Bank fix does not need treaty change


Letter published in the Financial Times 16.05.2013 - page 10

 
 
Sir,
 
In the EU when one wants to kill an idea without appearing to do so one says that it is very good but its implementation requires a treaty change. That is what Wolfgang Schäuble, the German finance minister, did in his article “Banking union must be built on firm foundations” (Comment, May 13)

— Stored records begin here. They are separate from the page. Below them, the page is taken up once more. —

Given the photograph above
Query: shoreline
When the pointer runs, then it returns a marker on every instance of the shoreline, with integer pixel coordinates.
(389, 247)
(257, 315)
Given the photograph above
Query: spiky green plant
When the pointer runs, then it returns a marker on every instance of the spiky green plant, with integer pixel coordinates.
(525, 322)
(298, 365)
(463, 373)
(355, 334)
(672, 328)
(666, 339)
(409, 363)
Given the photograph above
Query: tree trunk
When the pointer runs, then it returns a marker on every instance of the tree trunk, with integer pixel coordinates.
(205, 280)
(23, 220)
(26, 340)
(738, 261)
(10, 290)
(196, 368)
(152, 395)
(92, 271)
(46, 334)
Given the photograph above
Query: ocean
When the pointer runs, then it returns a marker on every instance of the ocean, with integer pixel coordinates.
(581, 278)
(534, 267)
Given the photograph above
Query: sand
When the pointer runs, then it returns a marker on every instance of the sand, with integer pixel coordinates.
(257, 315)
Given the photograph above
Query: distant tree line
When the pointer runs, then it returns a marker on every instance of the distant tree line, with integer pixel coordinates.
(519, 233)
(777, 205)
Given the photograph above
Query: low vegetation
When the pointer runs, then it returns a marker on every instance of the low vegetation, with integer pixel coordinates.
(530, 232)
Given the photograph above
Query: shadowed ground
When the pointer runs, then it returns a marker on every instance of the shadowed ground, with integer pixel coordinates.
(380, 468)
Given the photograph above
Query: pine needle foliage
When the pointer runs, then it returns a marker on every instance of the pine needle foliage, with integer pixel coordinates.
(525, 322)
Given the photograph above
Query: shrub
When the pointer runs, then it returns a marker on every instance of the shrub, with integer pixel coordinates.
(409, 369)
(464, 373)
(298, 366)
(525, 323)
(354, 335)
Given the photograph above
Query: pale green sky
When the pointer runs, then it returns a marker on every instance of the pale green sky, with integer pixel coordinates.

Of course a banking union needs to be built on firm foundations, but equating this to a treaty change is a non sequitur. The EU has one institution that has been granted full autonomy and can act independently of national parliaments to execute its policy to keep inflation in the eurozone close to but below 2 per cent. For the European Central Bank to do this it needs an efficient monetary transmission mechanism. If this mechanism is broken and needs a banking union and an effective resolution authority to clean up insolvent banks and recapitalise them, then this is already within the terms of reference of the ECB.
 
It is shameful that Europe had to involve the International Monetary Fund to sort out its fiscal problems. The European Stability Mechanism can perform this function by it being rendered a division of the ECB operating independently of national parliaments to clean up insolvent banks and to recapitalise such cleansed banks through monetisation without reliance on national governments.
 
What the US did with fiscal policy through the troubled asset relief programme, the EU can do through monetary policy through the ESM/ECB. All this can be reversed with a profit as the US experience has shown, and it is indispensable if the EU is to emerge quickly from a recession now in its fifth year in many countries. Without sorting out insolvent banks and bringing them back to health through monetised recapitalisation, the recession will drag on relentlessly.